Most community hospitals provide primary and secondary care. Sometimes they provide tertiary care, but that is not very common. An example of a hospital that provides primary and secondary care would be Ball Memorial Hospital in Muncie, Indiana. Indiana University’s Medical Center could be classified as a university that provides quaternary care.

Barriers to Entry

At first glance, it seems as if there would be many barriers to entry when it comes to opening up a new hospital. It seems that economies of scale and system affiliation would appear to be major barriers to entry but it is actually the opposite. Those two aspects actually have very little effect on the costs of existing and new hospitals in the long-run and are not significant barriers to entry. As stated by Santerre and Neun, “Learning by doing seems to be the only significant cost structure basis for barriers to entry (387).” Basically, the reason new hospitals do not or cannot enter the market is because it just takes too long to learn how to do things right. It seems that as long as there are hospitals who know what they are doing and are doing it well, then new hospitals will not be too tempted to enter the market.

Sources of Hospital Funds

Hospital funds can be broken up into two main categories: private funds and government funds. The private funds account for 41.7% ($215 billion) of total hospital care expenditures, which are at $515.9 billion. Private funds can be broken up into three categories: out-of-pocket, private insurance, and other. The out-of-pocket expenses are those paid by the individual consumers and these expenses only account for 3.2% ($16.3 billion) of total hospital care expenditures. This is backwards in the sense that individual consumers are the most price-sensitive but yet they have the least control of the market. The counterpart of private funds is government funds and they account for 58.3% ($300.8 billion) of total hospital care expenditures. The government funds can be divided into federal funds and state and local funds with the federal funds accounting for the majority of the government funds.

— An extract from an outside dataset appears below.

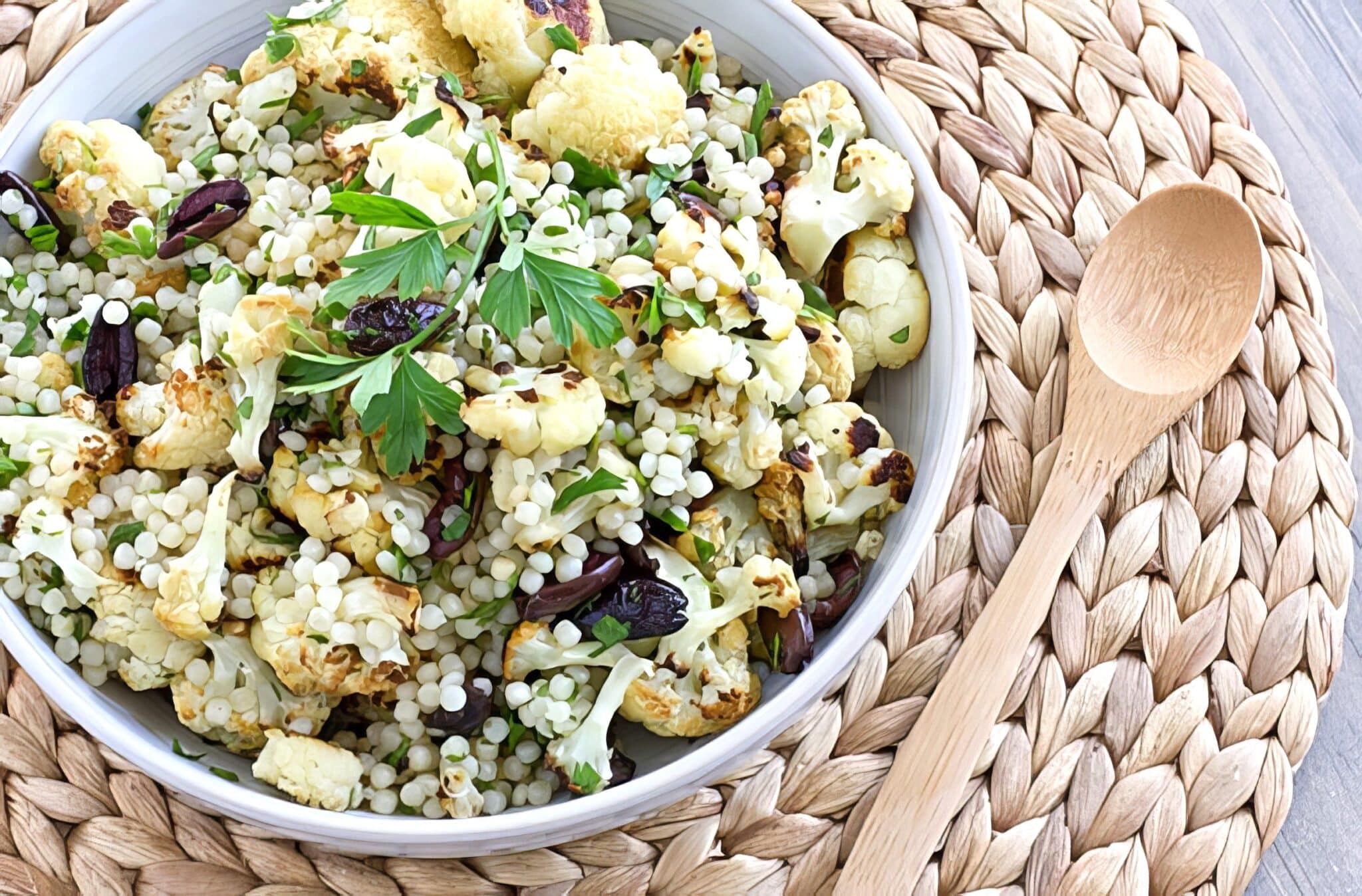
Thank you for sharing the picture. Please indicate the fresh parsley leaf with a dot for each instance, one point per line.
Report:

Talking about how much is paid for health care almost always leads to a discussion about the cost shifting behavior of hospitals. Cost shifting is when prices increase because of the low reimbursement rates under the Medicare and Medicaid programs. While this is not proven at all, people still think that it happens and that it is the cause of the increasing health care costs. Unfortunately this theory does not make complete sense because raising private prices in response to public price cuts would in fact produce lower profits for hospitals. This is because the demand for the services offered would fall just as the prices for those services would increase.

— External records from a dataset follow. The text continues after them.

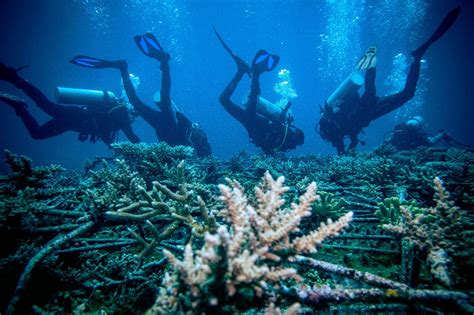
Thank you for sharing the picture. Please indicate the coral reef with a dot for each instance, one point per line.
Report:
(238, 265)
(436, 231)
(144, 217)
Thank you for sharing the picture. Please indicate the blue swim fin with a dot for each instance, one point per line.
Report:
(150, 46)
(368, 60)
(443, 27)
(90, 62)
(263, 61)
(242, 65)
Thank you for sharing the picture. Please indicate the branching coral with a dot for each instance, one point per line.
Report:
(242, 264)
(437, 231)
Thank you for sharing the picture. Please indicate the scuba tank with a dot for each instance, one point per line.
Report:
(172, 110)
(66, 95)
(351, 84)
(273, 111)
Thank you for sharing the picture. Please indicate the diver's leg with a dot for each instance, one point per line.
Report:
(50, 129)
(236, 111)
(165, 103)
(369, 96)
(255, 91)
(354, 141)
(390, 103)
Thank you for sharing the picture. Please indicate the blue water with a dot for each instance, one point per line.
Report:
(318, 41)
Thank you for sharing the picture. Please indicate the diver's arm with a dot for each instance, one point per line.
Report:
(143, 110)
(390, 103)
(236, 111)
(130, 134)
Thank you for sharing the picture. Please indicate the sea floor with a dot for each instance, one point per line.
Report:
(156, 229)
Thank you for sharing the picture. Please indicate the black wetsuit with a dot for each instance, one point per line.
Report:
(358, 112)
(98, 123)
(264, 133)
(184, 133)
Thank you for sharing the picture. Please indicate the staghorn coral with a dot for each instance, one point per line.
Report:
(327, 206)
(239, 266)
(437, 231)
(389, 210)
(152, 160)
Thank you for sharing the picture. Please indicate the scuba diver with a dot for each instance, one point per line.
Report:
(170, 124)
(346, 114)
(410, 135)
(268, 126)
(102, 121)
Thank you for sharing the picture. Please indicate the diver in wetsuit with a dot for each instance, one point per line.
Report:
(410, 135)
(101, 122)
(354, 112)
(170, 124)
(270, 134)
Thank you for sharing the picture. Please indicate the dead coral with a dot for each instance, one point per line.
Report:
(437, 231)
(242, 265)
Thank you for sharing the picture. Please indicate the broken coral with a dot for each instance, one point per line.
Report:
(243, 264)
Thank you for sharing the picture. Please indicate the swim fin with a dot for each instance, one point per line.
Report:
(263, 61)
(368, 60)
(150, 46)
(445, 25)
(16, 103)
(91, 62)
(242, 65)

1. What are the four different types of care that were discussed?

A: Primary, secondary, tertiary, and quaternary.

2. What is the primary barrier to entry for new hospitals?

A: Learning by doing seems to be the only significant cost structure basis for barriers to entry.

3. Have the number of hospitals increased over the past 2 years of decreased?

A: Decreased by 1,200 hospitals.

4. How are hospitals grouped into different categories?

A: Hospitals are put into groups according to who owns them, the types of services they offer, and the length of stay each hospital provides to their patients.

5. Summarize the findings of the SUNY Downstate Medical Center in their Hospital Report.

A: When looking at the 100 largest cities and their suburbs, the number of hospitals, regardless of their ownership type, is found to be decreasing steadily. The number of hospitals in the city is decreasing almost twice as much as the number of hospitals in the suburban setting.

Works Cited:

Centers for Medicare and Medicaid Services. 2 Apr. 2007. <>

Hospital Report. Aug. 2005. SUNY Downstate Medical Center. 2 Apr. 2007.

Neun, Stephen P. and Rexford E. Santerre. Health Economics: Theories, Insights, and Industry Studies. Thomson South-Western, 2007. 380-426.